Darin steckt eine neue Jobperspektive für sie: Kristiane Backer möchte den Deutschen den Islam erklären. Am Sonntag vergangener Woche hat sie das erste deutsch-muslimische Kulturfestival der Stadt, Insaan, moderiert. Diesmal hat sie den Job bekommen, weil sie Muslimin ist. Und man kann sie sich in einer Talkshow-Karriere gut vorstellen. Eine junge, hübsche Frau mit einer persönlich gefärbten Geschichte ist gesucht, um die Männerrunden mit ihren politischen Formeln aufzulockern. „In Deutschland“, sagt sie, „muss sich noch eine Menge tun. In London kann jeder glauben, was er möchte und wird dafür respektiert.“ Selbst die Anschläge hätten das tolerante Klima nicht stark verändert. „Im Koran steht: Wenn Gott gewollt hätte, hätte er euch zu einem einzigen Volk gemacht. Er hat euch aber verschieden geschaffen, um euch zu prüfen und zu erkennen, was ihr aus euch offenbarten Glaubensrichtungen macht. Wetteifert miteinander, gute Werke zu vollbringen.“ Immer wieder zitiert sie aus dem Koran. Da kommt die Einserschülerin durch: Sie nimmt ihre Islamstudien so ernst wie früher die Schule.
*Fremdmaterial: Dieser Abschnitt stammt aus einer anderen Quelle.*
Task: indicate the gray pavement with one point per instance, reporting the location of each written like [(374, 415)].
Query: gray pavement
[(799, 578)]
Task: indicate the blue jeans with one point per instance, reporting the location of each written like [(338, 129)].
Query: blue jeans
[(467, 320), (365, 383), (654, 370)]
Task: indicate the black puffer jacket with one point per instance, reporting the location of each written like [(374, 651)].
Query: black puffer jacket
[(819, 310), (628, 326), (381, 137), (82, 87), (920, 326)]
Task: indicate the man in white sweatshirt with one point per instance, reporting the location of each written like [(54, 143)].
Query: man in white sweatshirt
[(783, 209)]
Im Winter ging sie sogar auf Pilgerfahrt nach Mekka. „Ich habe viel gebetet, dass Gott mir einen Ehemann schickt. Wie durch ein Wunder: Gott hat meine Gebete erhört.“ Im Frühjahr war Hochzeit.
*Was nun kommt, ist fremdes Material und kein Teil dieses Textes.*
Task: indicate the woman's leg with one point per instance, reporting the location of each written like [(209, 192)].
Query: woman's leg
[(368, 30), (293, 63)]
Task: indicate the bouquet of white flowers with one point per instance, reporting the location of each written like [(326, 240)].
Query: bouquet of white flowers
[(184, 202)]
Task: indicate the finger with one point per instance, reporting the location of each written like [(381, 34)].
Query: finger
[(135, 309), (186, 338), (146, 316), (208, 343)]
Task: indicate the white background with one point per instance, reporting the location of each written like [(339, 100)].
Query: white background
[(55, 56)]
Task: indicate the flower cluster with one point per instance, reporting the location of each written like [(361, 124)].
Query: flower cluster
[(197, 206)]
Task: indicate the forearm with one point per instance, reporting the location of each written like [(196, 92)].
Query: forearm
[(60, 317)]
Ihr Mann ist später noch an den Tisch des Hotels Adrema gekommen. An Kristiane Backers Moderatorenjob beim Insaan-Festival haben die beiden einen Kurzurlaub drangehängt. Er ist ein gebürtiger Marokkaner, sehr freundlich. Sie stellt ihn vor: „Er ist Fernsehjournalist, ein Star in der arabischen Welt. Und er ist ein Nachfahre des Propheten, was in der muslimischen Welt etwas sehr Besonderes ist.“ Es verwundert ein bisschen, mit wie vielen Statusetiketten sie ihn versieht, obwohl sie doch allen Oberflächlichkeiten abgeschworen hat. Sie wirkt ernsthaft begeistert. Ihr steiniger Weg in den Islam hat ein Happy End: Die höhere Tochter hat ihren Märchenprinzen bekommen.